Per questo, è stata fondamentale la narrazione della provenienza working class. Non era una strategia di comunicazione, era vero: entrambi nati e cresciuti in una council house, i Gallagher crebbero con la sola madre, senza progetti universitari né ambizioni accademiche. Liam e Noel ci insistettero così tanto, però, che arrivarono a definirsi più con questa lente che con quell’altra, decisamente più ambiziosa e infatti meno rispettata, di eredi dei Beatles. Così, i rivali venivano screditati tramite lo stesso metro: i Blur diventarono i «middle-class bastards», e i Radiohead dei «boring bunch of fucking students». Nonostante la fama e lo stardom che arrivarono praticamente immediate – nel 1996 2,5 milioni di cittadini britannici si misero in coda per il concerto di Knebworth: il 4 per cento della popolazione di tutto il Regno Unito – gli Oasis non smisero mai di battere il tasto della classe. Ancora nel documentario Supersonic del 2016, con i nostri all’alba dei 50 anni, Noel diceva frasi come: «Siamo arrivati dal niente, e volevamo tutto». Curioso come nel 1994, lo stesso anno di uscita di Definitely Maybe, vedeva la luce anche il più grande successo di Notorious B.I.G. – “Juicy” – con un testo che esprimeva gli stessi – ma declinati in salsa afroamericana – concetti degli Oasis: «Born sinner, the opposite of a winner / Remember when I used to eat sardines for dinner».
L’altro ingrediente fondamentale di questo fascino che ancora perdura è ancora più intangibile, e lo riassumerei nella parola: attitudine. Non è un concetto slegato da quello di classe, e allo stesso tempo non penso sia da confondere con il ribellismo. L’attitudine degli Oasis non era quella autodistruttiva di una Amy Winehouse, di un Kurt Cobain, di un Sid Vicious o uno dei molti componenti del Club of 27. Sì, la droga è stata fondamentale nel loro racconto, ma a differenza di questi ribelli tristi, i Gallagher sono stati soprattutto ribelli cattivi. Gli Oasis hanno voluto essere una gang: la loro attitudine è quella del gruppo di teppisti seduti sulla panchina che non devi guardare negli occhi quando ci passi vicino. «I hope the pair of them catch AIDS and die because I fucking hate them two», una delle più famose frasi di Liam, diretta a Graham Coxon e Damon Albarn, non rientra nemmeno nel più estremo copione del musicista maledetto: è puro bullismo. E nonostante la scorrettezza, i bulli hanno la loro aura, la violenza ha il suo fascino: noi lo sappiamo dalle scuole medie, il mondo lo sa dalla notte dei tempi.

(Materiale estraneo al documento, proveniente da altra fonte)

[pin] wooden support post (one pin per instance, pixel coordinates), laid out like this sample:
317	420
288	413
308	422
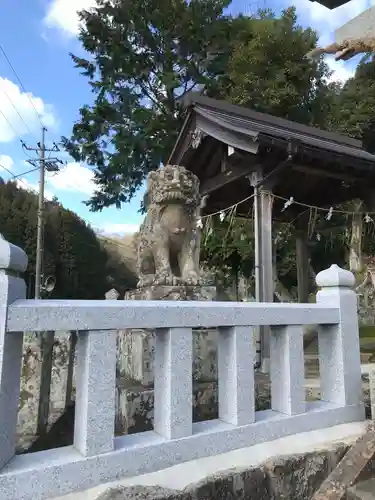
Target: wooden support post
267	288
264	285
302	261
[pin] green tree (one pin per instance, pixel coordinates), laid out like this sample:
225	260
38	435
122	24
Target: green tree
72	252
144	56
354	114
268	70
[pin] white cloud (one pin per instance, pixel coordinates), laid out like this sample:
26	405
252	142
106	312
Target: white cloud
118	229
341	72
73	177
6	162
328	20
11	99
29	186
62	14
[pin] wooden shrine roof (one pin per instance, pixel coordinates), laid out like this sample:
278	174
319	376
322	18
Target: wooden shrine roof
223	144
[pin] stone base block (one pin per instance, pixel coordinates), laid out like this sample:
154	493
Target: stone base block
177	292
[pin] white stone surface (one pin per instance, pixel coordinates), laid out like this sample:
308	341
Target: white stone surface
12	260
236	376
180	476
173	382
339	351
44	315
94	424
335	277
98	458
360	26
287	370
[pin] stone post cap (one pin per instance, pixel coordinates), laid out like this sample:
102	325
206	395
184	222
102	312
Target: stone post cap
335	277
12	258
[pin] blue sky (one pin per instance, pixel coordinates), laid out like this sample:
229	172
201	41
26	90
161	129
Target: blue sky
37	37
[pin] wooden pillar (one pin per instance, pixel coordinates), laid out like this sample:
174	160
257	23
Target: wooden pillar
263	258
302	262
266	265
355	247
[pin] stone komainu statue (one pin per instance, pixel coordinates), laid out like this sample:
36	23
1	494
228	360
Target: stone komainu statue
346	49
168	242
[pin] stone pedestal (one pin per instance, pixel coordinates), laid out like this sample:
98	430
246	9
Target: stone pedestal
135	368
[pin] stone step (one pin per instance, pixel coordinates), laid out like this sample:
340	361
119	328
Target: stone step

Credo sia tutto questo, insomma, l’umami nascosto, anzi proibito, che ha contribuito a uno status di cult così unico degli Oasis. Naturalmente, anche questo ha a che fare con una questione di classe. Dopotutto le prime gang nacquero a metà Ottocento, quando la regolamentazione del lavoro minorile, diventata più severa e quindi umana, riempì le strade delle metropoli occidentali di ragazzini poveri ma ormai inoccupati, che non si potevano più sbattere in fabbrica, ma che non erano nemmeno più dei bambini – la scuola dell’obbligo arrivò a fine secolo, e fino ai 10 anni. Di questi giovani uomini non si sapeva che farne, come controllarli. Loro, allora, si organizzavano da soli: in bande che facevano paura, che facevano casino. Facevano anche dei gruppi musicali, a volte.